Study of structural, dielectric, and optical properties of Ni_0.4Cu_0.4Co_0.2Fe₂O₄ spinel ferrite for electrical and optical applications

The structural, dielectric and optical properties for Ni_0.4Cu_0.4Co_0.2Fe₂O₄ spinel ferrite prepared by sol–gel method have been investigated in this work. The structural analysis for the sample reveals its crystallization in the cubic spinel structure (Fd3 ¯ m space group). The Z"(f) curve confirms the appearance of a relaxation phenomenon in the sample which exhibits semiconductor behavior. An electrical circuit consisting of a link of grain and grain boundary elements is used to analyze the Nyquist plots. The behavior of dielectric constants is related to Koop's phenomenological theory and Maxwell–Wagner's interfacial polarization of dielectrics. The Non-overlapping Small Polaron Tunneling is the appropriate model to explain the conduction mechanism for the sample.
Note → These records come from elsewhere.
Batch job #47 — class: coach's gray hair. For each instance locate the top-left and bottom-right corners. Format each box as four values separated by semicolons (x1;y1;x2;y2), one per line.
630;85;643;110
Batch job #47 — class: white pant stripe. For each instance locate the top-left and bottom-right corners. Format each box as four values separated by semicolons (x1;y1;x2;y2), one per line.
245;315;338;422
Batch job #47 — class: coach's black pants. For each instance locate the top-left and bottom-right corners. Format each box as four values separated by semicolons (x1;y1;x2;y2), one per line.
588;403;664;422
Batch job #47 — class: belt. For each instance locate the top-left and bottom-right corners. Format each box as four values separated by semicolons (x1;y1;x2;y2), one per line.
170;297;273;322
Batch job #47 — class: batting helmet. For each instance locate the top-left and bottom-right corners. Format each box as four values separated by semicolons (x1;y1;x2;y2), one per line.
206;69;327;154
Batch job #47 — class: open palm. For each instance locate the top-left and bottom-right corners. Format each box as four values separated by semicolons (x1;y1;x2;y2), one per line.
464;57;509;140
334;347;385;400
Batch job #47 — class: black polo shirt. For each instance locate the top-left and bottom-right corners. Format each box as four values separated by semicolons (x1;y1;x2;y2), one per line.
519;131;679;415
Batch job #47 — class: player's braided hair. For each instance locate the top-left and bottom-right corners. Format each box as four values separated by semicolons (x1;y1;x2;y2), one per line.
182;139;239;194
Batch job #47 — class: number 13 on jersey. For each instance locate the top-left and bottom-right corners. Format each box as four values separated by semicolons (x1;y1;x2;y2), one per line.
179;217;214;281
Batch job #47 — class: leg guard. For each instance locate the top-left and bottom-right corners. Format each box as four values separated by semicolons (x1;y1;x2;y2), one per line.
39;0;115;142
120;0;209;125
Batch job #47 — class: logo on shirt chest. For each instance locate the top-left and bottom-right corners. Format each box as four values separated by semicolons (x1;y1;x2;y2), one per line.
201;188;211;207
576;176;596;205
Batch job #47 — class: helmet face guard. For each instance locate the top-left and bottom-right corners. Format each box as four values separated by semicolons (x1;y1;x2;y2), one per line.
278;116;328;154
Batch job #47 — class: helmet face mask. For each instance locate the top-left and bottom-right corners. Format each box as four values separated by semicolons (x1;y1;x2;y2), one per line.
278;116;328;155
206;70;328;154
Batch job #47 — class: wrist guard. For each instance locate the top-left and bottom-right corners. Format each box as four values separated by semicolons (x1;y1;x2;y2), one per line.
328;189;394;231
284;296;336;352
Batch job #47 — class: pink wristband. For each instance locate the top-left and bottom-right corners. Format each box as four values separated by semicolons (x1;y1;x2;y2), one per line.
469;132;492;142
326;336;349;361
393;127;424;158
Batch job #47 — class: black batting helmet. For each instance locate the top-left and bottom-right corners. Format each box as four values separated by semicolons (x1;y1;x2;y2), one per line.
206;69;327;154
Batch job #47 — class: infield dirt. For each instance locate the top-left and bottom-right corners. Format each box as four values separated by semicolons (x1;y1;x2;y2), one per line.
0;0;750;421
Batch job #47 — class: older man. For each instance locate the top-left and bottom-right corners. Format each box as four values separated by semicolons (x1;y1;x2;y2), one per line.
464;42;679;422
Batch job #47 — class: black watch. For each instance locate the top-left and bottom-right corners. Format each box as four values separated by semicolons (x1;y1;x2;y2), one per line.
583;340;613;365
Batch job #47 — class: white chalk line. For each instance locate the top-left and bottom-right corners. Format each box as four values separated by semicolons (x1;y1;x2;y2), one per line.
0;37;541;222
The estimated activation energies from the dc conductivity and electrical impedance are close implying that the relaxation and conduction processes are caused by the same type of charge carriers. The scaling mechanisms of the conductivity data versus temperature were also investigated by Ghosh and Summerfield approaches. The random barrier model is adopted to adjust the Summerfield scaling approach for the studied sample. Electrical and optical properties show higher electrical resistivity and considerable visible light absorption which makes the prepared Ni_0.4Cu_0.4Co_0.2Fe₂O₄ ferrite suitable candidate for electrical and optical applications.